Однажды, держа в руках карамель, Наташа вдруг обратилась к Дмитрию Андреевичу:
– А помнишь историю с барбарисовыми леденцами на даче около Нарвы? Нет? Разве? Это было накануне твоего отъезда в институт, твой противный институт. Вот я его ненавидела! Ты был еще мальчуган лет четырнадцати-пятнадцати. Помнишь, мы пошли к Эмилии Карловне в гости, еще в беседке чай пили? Как сейчас вижу, подавали такие большие желтые сливы и леденцы барбарисовые, твои любимые.
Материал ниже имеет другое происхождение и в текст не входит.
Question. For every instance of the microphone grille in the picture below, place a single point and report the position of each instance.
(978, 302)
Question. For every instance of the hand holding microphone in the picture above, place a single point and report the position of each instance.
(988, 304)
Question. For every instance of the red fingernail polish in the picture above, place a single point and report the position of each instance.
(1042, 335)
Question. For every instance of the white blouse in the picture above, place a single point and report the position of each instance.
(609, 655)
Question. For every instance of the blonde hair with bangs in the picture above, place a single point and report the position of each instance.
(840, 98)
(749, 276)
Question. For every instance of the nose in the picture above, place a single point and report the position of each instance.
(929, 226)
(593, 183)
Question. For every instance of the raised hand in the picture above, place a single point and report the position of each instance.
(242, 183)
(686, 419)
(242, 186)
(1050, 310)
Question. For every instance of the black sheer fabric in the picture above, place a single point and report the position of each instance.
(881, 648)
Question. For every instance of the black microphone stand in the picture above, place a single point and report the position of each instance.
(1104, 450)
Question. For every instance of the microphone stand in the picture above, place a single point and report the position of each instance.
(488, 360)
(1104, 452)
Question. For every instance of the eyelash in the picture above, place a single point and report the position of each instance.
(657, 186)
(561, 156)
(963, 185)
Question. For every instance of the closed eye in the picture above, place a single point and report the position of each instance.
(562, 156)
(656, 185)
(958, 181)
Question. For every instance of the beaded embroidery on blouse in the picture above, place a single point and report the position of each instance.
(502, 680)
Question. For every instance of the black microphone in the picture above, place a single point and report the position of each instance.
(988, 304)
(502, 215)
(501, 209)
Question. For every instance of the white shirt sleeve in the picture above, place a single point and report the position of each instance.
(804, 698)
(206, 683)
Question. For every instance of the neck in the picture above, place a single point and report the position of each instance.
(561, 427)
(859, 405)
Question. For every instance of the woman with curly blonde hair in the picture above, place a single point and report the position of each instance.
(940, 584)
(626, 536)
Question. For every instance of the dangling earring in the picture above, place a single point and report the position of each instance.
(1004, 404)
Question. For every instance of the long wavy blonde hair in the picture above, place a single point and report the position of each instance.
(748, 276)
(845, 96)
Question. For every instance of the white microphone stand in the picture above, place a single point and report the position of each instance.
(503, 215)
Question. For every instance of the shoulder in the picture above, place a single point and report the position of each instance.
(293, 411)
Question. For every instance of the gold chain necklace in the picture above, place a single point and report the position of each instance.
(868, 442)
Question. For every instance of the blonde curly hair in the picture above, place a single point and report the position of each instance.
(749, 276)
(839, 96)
Конечно, еще и другие вещи были, но остальное теперь уже не помню. Вот после чаю стали мы домой собираться, вышли уже за калитку, и Эмилия Карловна с нами – провожать нас пошла. Вдруг мама заметила, что зонтик в беседке забыла, и послала меня за ним. Прихожу, а на столе все нетронуто, как стояло, так и стоит. Слив-то три-четыре штуки осталось, а леденцов много, думаю, около трех четвертей фунта. Как я увидала леденцы, сейчас о тебе и подумала: «Димины любимые». Ужасно мне захотелось их забрать. И хочется, и страшно: ну как я возьму чужое? Сердце стучит, жарко так, помню, сделалось. Нет, грешно. Потом, как вдруг вспомнила, что ты на следующее утро уезжаешь, так мне тебя жалко стало. Тут я подошла и давай полными горстями леденцы в сумочку запрятывать. Помнишь, я всегда через плечо носила такую красную сумочку для носового платка, потому что без нее он все полы раньше протирал, пока доходил до моего носа. Еще ты же меня дразнил всегда:
Помнишь? Ну вот, сколько было конфет – все туда запихала, и так ее растопырило, что язычок этот самый, на котором застежка с пуговкой была, открылся и сумка моя рот разинула. Что же? Рукой прикрыла, бегу-у, страшно! Слышу, за мной кто-то тоже бежит-топает, а повернуться боюсь. Набралась храбрости, оглянулась – никого: это у меня сердце, очевидно, так громко стучало. Прихожу ни жива ни мертва, стыдно, страшно! Глаз поднять не смею, руку опустить боюсь, держу-усь за сумку свою знаменитую. Стала Эмилия Карловна со мной прощаться, как-то повернулась я неловко, кошель мой раскрылся, а оттуда два леденца – на землю. Господи! Я чуть не умерла и вдруг – о ужас! – смотрю: Эмилия Карловна с удивлением таким глядит прямо на эти конфеты. Ничего, конечно, не сказала, но я готова была свозь землю провалиться. Помнишь, потом мы не успели еще и полдороги отойти, я плакать начала? Мама сперва испугалась, а потом решила, что я вспомнила о твоем отъезде и потому реву, ласкает меня, а мне стыдно, так стыдно! А когда Богу пришлось молиться, легши в постель! Это было самое тяжелое. Я не смела смотреть на икону, мне казалось, что со мной сейчас что-нибудь ужасное случится, что Бог меня непременно накажет! Почему-то мне мерещилась жена Лота, и я все щупала, мягкая я или нет, потому что если столбом стану делаться, то прежде всего потвердею вся. А леденцы целую ночь под моей подушкой пролежали, ведь я только на следующее утро отдала их тебе.